Tigist Reda, whose Demera Ethiopian Restaurant is featured on a FLAVOR menu alongside Parachute, Saigon Sisters, and Frontera (with an optional drink from Kumiko), has found the marketing aspect of Let’s Talk to be revelatory. “I learned to market more,” she says. “They’re all very good at marketing.”

Reda anticipated the FLAVOR meals by partnering early on with her friend Mary Aregoni of Saigon Sisters to offer special meals of each other’s food for pickup or delivery through their restaurants. At the beginning of the pandemic, they called each other almost daily to offer advice and support, before finding the larger Let’s Talk group. “It’s helpful to have the camaraderie,” Reda says, “and exciting to have different cuisines from different areas of the world in one package. It’s great to collaborate with so many phenomenal women.”

Let’s Talk’s collaborative initiatives have also drawn on its members’ disparate talents, from Dey’s business background to Danielle Dang of HaiSous’s graphic design work. “People have handled [the reservation and delivery platform] Tock and the accounting,” says Stegner. “I’m impressed by what we’ve pulled together, and it’s also really nice to see what other chefs are doing.”

Beyond the diverse cuisines represented in the group, there’s also a wide range of establishments, from James Beard Award-winning or Michelin-starred restaurants to an ice cream salon to bakeries like Vanille and Sugar Bliss (on a FLAVOR menu with Chocolat Uzma and cocktail bar The Dandy Crown). There’s modern Korean, Vietnamese, Mexican, French; restaurateurs just starting out and others who have been in the business for decades. Such a spread not only may help different customer bases find new places to try via the FLAVOR menus, but also disparate opinions and advice for the restaurateurs.

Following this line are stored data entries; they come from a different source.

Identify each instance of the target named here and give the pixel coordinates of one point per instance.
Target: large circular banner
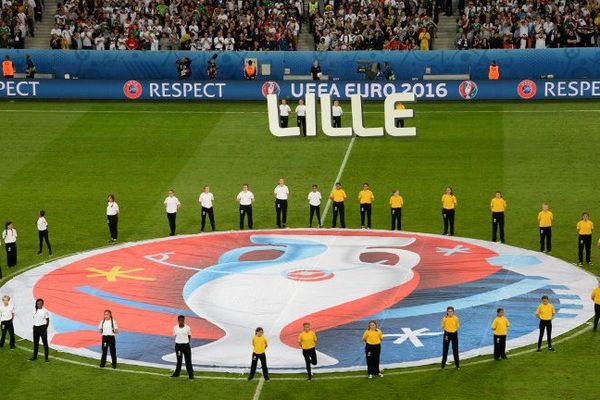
(229, 283)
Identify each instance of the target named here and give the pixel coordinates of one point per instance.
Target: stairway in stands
(43, 28)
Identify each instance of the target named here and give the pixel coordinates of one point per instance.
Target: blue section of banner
(241, 90)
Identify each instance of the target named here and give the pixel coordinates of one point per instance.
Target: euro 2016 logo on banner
(132, 89)
(227, 284)
(467, 90)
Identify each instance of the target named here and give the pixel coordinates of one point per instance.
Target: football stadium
(299, 199)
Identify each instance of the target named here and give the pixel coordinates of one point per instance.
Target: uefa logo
(467, 90)
(526, 89)
(228, 283)
(270, 87)
(132, 89)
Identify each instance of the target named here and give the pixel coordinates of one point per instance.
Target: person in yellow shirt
(259, 346)
(498, 206)
(596, 300)
(545, 312)
(366, 199)
(338, 196)
(372, 338)
(396, 204)
(448, 207)
(450, 325)
(308, 342)
(585, 228)
(545, 219)
(500, 328)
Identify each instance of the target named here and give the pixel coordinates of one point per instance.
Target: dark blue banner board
(242, 90)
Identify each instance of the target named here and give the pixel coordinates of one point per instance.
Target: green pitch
(65, 157)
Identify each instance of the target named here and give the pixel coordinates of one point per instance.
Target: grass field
(65, 157)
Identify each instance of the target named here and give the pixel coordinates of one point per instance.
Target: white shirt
(112, 208)
(171, 204)
(107, 327)
(314, 198)
(301, 111)
(41, 317)
(6, 312)
(182, 335)
(245, 198)
(42, 224)
(206, 199)
(284, 110)
(281, 192)
(9, 235)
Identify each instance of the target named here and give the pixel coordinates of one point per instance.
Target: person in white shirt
(41, 320)
(9, 235)
(7, 314)
(245, 198)
(284, 113)
(112, 214)
(314, 200)
(183, 336)
(108, 328)
(172, 204)
(301, 116)
(206, 199)
(336, 113)
(282, 193)
(43, 232)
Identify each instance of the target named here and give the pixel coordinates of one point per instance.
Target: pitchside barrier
(130, 89)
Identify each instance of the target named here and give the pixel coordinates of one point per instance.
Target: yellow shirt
(585, 227)
(396, 201)
(449, 201)
(373, 336)
(259, 344)
(308, 340)
(450, 324)
(365, 197)
(545, 311)
(500, 326)
(545, 219)
(596, 295)
(338, 195)
(498, 204)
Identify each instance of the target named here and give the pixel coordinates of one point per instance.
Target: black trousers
(11, 254)
(43, 236)
(373, 353)
(315, 210)
(448, 215)
(263, 363)
(338, 209)
(246, 211)
(310, 358)
(7, 326)
(545, 325)
(450, 337)
(183, 350)
(211, 217)
(585, 241)
(40, 332)
(499, 346)
(113, 226)
(497, 224)
(546, 239)
(301, 122)
(281, 212)
(109, 343)
(397, 218)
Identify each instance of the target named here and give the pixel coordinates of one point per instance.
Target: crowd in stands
(523, 24)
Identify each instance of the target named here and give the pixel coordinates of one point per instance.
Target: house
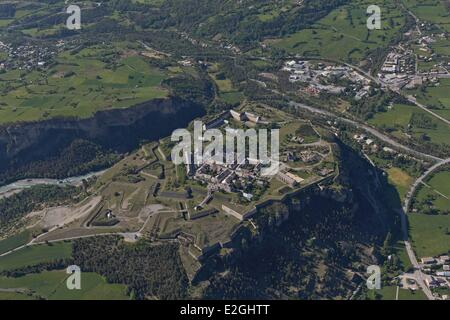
(444, 259)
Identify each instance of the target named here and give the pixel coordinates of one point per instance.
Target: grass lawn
(79, 85)
(343, 34)
(437, 190)
(389, 293)
(399, 117)
(52, 285)
(33, 255)
(428, 234)
(400, 179)
(15, 241)
(437, 98)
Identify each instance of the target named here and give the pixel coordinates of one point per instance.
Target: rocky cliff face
(117, 129)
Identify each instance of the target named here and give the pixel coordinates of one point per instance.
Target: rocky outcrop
(116, 129)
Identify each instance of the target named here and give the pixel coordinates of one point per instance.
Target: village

“We are diverse in our ideas,” says Kim. “But [Let’s Talk] is supposed to be a safe place to share our different perspectives over a variety of different subject matters related to surviving this pandemic.”

Dey hopes that Let’s Talk can continue collaborating, pooling their strength, offering advice, and banding together politically (as in their support of the Restaurants Act) after the pandemic—especially as a women-led group in a male-dominated industry. “It’s not purely a pandemic Band-Aid. We can put a bad crisis to good use,” she says.

But for now that crisis is foremost, especially as winter approaches. “I am very fearful for our survival,” says Lawless. “According to the Illinois Restaurant Association, 60% of restaurants will shutter due to the pandemic, and I will fight tooth and nail not to be one of them. However, the success of our business right now is completely out of our control…It is crucial that the government gets together to agree on another Paycheck Protection Program.”

“The restaurant industry will have to rebuild after this pandemic in a way that is more sustainable,” says Kim. For now, the Let’s Talk restaurateurs are just doing all they can to survive.